Я ушел, когда прошла последняя группа. Я забыл о пляже, почему-то вспоминалась моя группа, шедшая на меня с каким-то неузнаваемыми лицами, потом я видел ребятишек, догоняющих все время строй. Не хотелось думать об увиденном, да я и не знал что....

Автобус пришел быстро, я стал на заднюю площадку и смотрел в стекло на дорогу. Рядом со мной стоял какой-то человек, я взглянул на него и вздрогнул. Еще при жизни Рака, я видел этого человека, отметив про себя их сходство. Очевидно, на свете есть двойники, которые не знают об этом. Теперь он остался один. Неужели это напоминание жизни о жизни и смерти и есть ответ на то, о чем я не хотел и не знал, что думать.

Двойник Ковалевского был Небеснов, внешне они были прямо противоположны, но, по сути, они были двойники.

181. Как делать добро.

 

В группах ТУ, десятиклассники, в них можно говорить о категориях этики, ведь, чтобы делать добро, надо знать что такое добро и зло.

 

182. О музыке.

 

Уроки музыки меня огорчают и обнадеживают. Я ставлю пластинку и слежу, как музыка действует на человека.

"Времена года". Я боюсь поднять глаза: каждый взгляд, устремленный на тебя — укус змеи, и некуда деться.

Я молчу, я должен молчать, и зачем говорить — сейчас говорит музыка.

Каждый выкрикивает свое, сокровенное, многое можно понять и не только о них, сидящих здесь.

— А теперь с "Добрым утром".

— "Ой маричку — чучеру".

— Хочу спать.

— Можно слушать.

— Кто ее слушает.

— А деньги еще платят.

Иногда я, едва сдерживаясь, отвечаю как можно спокойнее.

— До вас музыка не доходит, а жизнь тем более.

— Включите какую-нибудь хорошую.

— Давайте я принесу "гей-гоп".

— Хватит пиликать.

— Спать хочется.

— Так вы можете проспать всю жизнь, — отвечаю я.

— Всю жизнь бы слушал... бы, — кто-то отвечает и сам же смеется.

— У вас нет "Полонеза" Огинского?

"Полонез" Огинского — это, кажется, соломинка для утопающих, подобных слушателей классики, но ее-то у меня и нет.

 

— У меня есть другие...

— Шопен, — слышится сквозь смех.

— И Шопен, и Бах, и Бетховен.

— Опять Бетховен, о боже.

— Ты прав, бог есть, и его фамилия Бетховен, он творит людей, — не сдаюсь я и думаю: " Как совместить их нелюбовь к музыке с их бетховенскими мыслями о труде: "труд — это что-то гениальное".

А может быть, они терпят и труд как нечто биологическое, не осмысливая его как победу человека над природой, ведь слушать музыку — это тоже труд.

Да, времена изменились, если для первобытного человека труд был всем: и музыкой, и добром и..., то сейчас это все нужно сносить по крупицам — не только труд, но и музыку, и ...

– Если нет в человеке знаний о человеке — нет и человека, — подвожу итог я.

Все устали и отвечать, и спрашивать, и произносить.
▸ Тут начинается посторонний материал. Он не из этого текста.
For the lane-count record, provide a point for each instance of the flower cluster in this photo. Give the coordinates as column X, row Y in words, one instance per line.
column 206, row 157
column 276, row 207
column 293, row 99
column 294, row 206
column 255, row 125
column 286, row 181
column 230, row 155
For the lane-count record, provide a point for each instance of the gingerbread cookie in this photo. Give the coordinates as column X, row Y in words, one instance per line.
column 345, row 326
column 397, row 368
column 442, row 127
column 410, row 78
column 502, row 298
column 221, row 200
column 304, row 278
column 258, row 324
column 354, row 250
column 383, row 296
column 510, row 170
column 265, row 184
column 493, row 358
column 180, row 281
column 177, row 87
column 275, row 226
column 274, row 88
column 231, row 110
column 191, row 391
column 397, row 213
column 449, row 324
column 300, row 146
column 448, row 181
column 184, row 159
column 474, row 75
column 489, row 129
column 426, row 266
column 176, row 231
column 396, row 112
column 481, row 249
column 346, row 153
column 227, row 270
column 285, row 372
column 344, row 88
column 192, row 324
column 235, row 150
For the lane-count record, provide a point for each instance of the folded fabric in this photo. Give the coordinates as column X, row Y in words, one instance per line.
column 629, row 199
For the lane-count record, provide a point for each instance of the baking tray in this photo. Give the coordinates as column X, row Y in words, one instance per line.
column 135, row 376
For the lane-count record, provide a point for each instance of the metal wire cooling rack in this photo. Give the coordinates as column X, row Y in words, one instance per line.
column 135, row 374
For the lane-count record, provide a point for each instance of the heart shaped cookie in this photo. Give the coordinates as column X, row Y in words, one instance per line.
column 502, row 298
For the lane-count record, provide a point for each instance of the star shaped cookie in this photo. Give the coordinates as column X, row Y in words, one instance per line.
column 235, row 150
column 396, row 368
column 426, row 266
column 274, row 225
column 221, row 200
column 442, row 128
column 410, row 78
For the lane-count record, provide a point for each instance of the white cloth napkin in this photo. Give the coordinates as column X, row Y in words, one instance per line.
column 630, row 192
Когда они молчат и звучит музыка, они кажутся таковыми, какие должны быть, но к этому еще длинный путь.

Вдруг в этой необыкновенной тишине я замечаю сострадание в глазах, смотрящих куда-то, в глазах маленького мальчика, он самый низенький в группе, я вспоминаю, как он однажды сказал: " А все равно, что бы вы не рассказывали, я не верю, чтобы о музыке можно рассказать словами", и сейчас он вырастает и становится тем, чем он есть, человеком, знающим и умеющим что-то, но только с этой музыкой, человеком, от которого зависит все.

 

183. Война.

 

Утром, когда я выбегаю за молоком или за хлебом, я вижу ее, и вчера, перед тем, как ехать на осмотр, я видел ее.

Это пожилая женщина с седой головой, я ее помню такой столько, сколько помню себя. Ее помнят все, ее бы заметил и запомнил каждый: она через каждый шаг оглядывается и кричит, громко, на всю улицу, крик — отчаянья, стон.

Рассказывают: на ее глазах фашисты расстреляли ее мать, ребенка, она чудом выжила.

Я смотрю на нее и вдруг подумал, что вот это и есть война, которую она видела, которая преследует ее всю жизнь и о которой, кажется, кричит сама жизнь.

И неожиданно я вспомнил, что я ребенком, улыбался, как улыбаются другие, как смеются над серьезным и мои ученики, а потом — это становится учебником жизни.

Я смотрю и как будто извиняюсь сейчас перед ней за тот бессмысленный детский смех... как много нам еще надо сделать, много...

 

184. Ответ на одно из Почему.

 

Все получается случайно, но так, как будто так должно и быть. Я шел домой, двадцать вторая группа возвращалась с практики в училище, они шли мимо, здоровались, я заметил его. Я слышал о нем давно из рассказов мастера, что он "хороший хлопчина, я ничего плохого не могу сказать".

Побольше таких верующих, я бы горя не знал.

— Ты куда?

— В общежитие.

— Ты свободен?

— Да.

— Можешь проводить меня к автобусу?

— Могу.

Ребята, да и он сам, не проявили ни малейшего удивления.

— Ты веришь?

— Да, я верю.

Ответ прозвучал просто и хорошо, по-человечески, да верить должен каждый человек, но смотря во что, главное — верить в человеческое в себе, а здесь имя человека заменяется богом.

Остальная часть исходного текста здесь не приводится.